The only way to implement this would be generate all possible combinations and compare the sum values. Optimization techniques exists though.
Here's one in C#:
static class Program
{
static int TargetSum = 10;
static int[] InputData = new[] { 1, 2, 3, 4, 5, 6, 7, 8, 9, 10 };
static void Main()
{
// find all permutations
var permutations = Permute(InputData);
// check each permutation for the sum
foreach (var item in permutations) {
if (item.Sum() == TargetSum) {
Console.Write(string.Join(" + ", item.Select(n => n.ToString()).ToArray()));
Console.Write(" = " + TargetSum.ToString());
Console.WriteLine();
}
}
Console.ReadKey();
}
static IEnumerable<int[]> Permute(int[] data) { return Permute(data, 0); }
static IEnumerable<int[]> Permute(int[] data, int level)
{
// reached the edge yet? backtrack one step if so.

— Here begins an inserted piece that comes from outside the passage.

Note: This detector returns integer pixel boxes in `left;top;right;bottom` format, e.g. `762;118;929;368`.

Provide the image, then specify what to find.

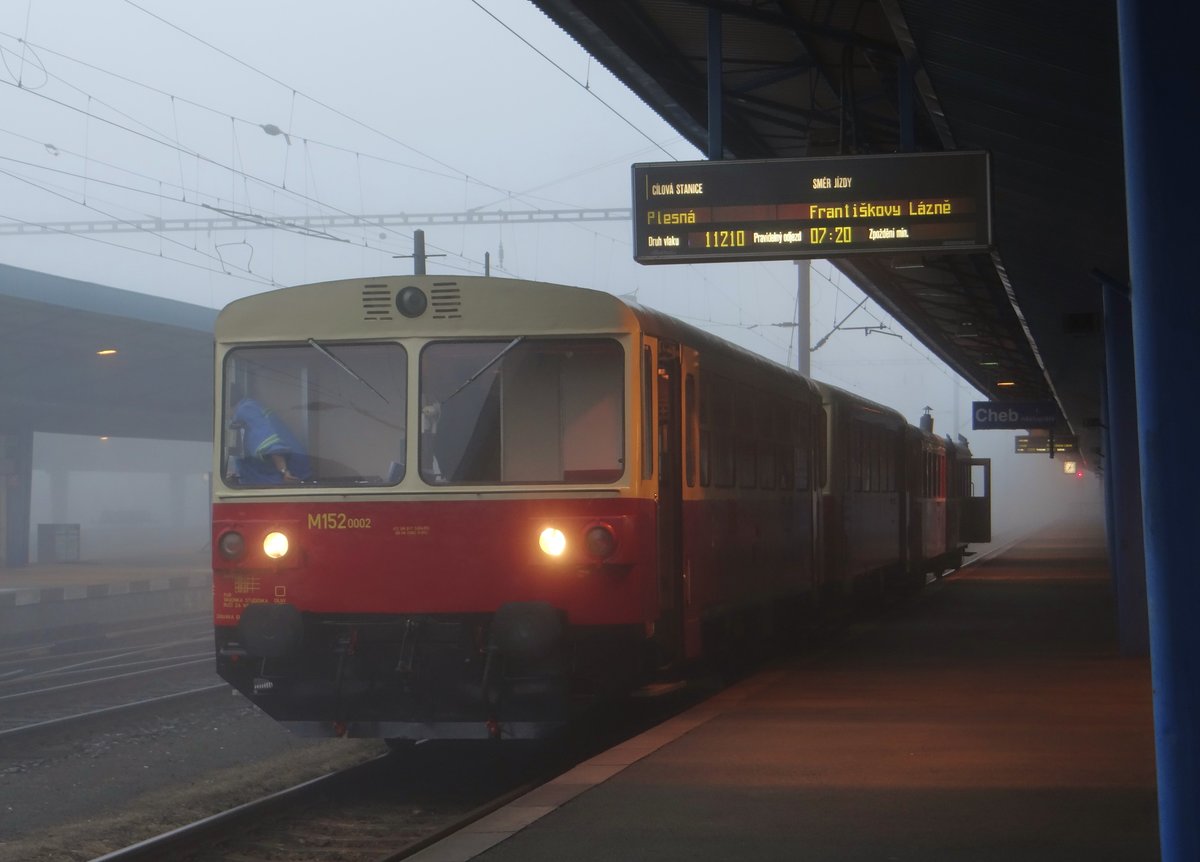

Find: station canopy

if (level >= data.Length) yield break;
// yield the first #level elements
yield return data.Take(level + 1).ToArray();
// permute the remaining elements
for (int i = level + 1; i < data.Length; i++) {
var temp = data[level];
data[level] = data[i];
data[i] = temp;
foreach (var item in Permute(data, level + 1))
yield return item;
temp = data[i];
data[i] = data[level];
data[level] = temp;
}
}
}
Dynamic Programming would yield the best runtime for an exact solution. The Subset Sum Problem page on Wikipedia has some pseudo-code for the algorithm. Essentially you order all the numbers and add up all the possible sequences in order such that you minimize the number of additions. The runtime is pseudo-polynomial.
For a polynomial algorithm you could use an Approximation Algorithm. Pseudo-code is also available at the Subset Sum Problem page.
Of the two algorithms I would choose the dynamic programming one since it is straight-forward and has a good runtime with most data sets.
However if the integers are all non-negative and fit with the description on the Wikipedia page then you could actually do this in polynomial time with the approximation algorithm.